Should you require support creating an AnnData file or converting your file from another single cell file format click here or reach out to cellxgene@chanzuckerberg.com and mention that you are contributing to the HCA.

Tier 1 metadata fields

Tier 1 metadata fields provide the foundational information used to build tissue and organ atlases. Specifically, the fields help to identify factors that can cause ‘batch effects’ that may arise when combining datasets into an atlas.
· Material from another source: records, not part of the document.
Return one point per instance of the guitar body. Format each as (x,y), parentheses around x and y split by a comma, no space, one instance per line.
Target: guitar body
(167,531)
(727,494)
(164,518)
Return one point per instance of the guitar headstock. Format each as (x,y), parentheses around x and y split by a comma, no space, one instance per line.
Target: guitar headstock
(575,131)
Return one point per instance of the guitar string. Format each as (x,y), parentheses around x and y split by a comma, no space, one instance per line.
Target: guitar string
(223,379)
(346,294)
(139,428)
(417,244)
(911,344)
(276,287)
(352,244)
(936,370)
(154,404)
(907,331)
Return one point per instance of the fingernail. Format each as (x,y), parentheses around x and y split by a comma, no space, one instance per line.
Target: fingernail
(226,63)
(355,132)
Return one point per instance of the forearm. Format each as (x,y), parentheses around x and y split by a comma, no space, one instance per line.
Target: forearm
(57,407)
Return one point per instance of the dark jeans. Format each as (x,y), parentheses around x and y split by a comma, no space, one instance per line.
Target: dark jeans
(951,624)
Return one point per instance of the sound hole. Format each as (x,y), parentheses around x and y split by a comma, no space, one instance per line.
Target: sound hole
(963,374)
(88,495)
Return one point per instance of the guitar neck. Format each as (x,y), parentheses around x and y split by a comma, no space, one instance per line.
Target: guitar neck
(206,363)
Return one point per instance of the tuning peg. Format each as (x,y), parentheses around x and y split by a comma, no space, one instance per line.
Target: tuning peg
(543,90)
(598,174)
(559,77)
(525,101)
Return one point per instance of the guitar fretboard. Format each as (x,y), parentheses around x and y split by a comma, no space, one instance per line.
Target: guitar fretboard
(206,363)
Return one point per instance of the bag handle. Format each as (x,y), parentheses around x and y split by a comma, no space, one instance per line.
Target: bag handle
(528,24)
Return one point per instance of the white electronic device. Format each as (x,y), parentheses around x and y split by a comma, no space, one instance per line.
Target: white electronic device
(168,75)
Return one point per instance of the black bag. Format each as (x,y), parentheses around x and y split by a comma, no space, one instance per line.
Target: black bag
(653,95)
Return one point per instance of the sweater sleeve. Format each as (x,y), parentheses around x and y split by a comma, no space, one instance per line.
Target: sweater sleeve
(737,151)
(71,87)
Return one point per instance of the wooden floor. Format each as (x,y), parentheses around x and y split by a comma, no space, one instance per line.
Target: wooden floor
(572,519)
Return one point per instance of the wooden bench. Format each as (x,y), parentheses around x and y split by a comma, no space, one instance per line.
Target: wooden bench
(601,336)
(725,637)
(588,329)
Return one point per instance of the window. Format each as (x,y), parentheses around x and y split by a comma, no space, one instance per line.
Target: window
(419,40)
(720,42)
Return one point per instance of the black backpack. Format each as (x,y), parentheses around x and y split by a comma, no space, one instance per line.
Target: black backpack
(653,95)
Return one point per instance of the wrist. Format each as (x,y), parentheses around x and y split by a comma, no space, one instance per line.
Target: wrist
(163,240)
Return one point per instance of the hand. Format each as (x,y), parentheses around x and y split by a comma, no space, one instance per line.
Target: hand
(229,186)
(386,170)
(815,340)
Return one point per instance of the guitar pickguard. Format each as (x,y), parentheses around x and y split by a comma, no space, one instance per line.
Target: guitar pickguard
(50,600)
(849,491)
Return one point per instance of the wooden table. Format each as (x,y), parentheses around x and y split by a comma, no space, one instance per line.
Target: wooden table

The full list of fields with detailed information on each field can be found here. Some fields are are mandatory (labelled ‘must’) whereas others are ‘recommended’.

Submission process

AnnData files will be stored and are accessible on CELLxGENE Discover. To submit files, please follow the process for submission:

Please reach out to the curation team at cellxgene@chanzuckerberg.com with an email containing the following information.
- Title
- Description
- Contact: name and email
- Publication/preprint DOI: The publication digital object identifier (DOI) for the protocol. If no pre-print nor publication exists, please write 'not applicable'.
- URLs: any additional URLs for related data or resources, such as GEO or protocols.io - can be added later
- Consortia (i.e. HCA)
The team confirms acceptance of your data.
You prepare your AnnData file and send the file to cellxgene@chanzuckerberg.com.
The team will upload your dataset to a private collection where you can review.
The team will make your dataset either: public or private. Private datasets need to be shared with the integration team for inclusion in the integrated object.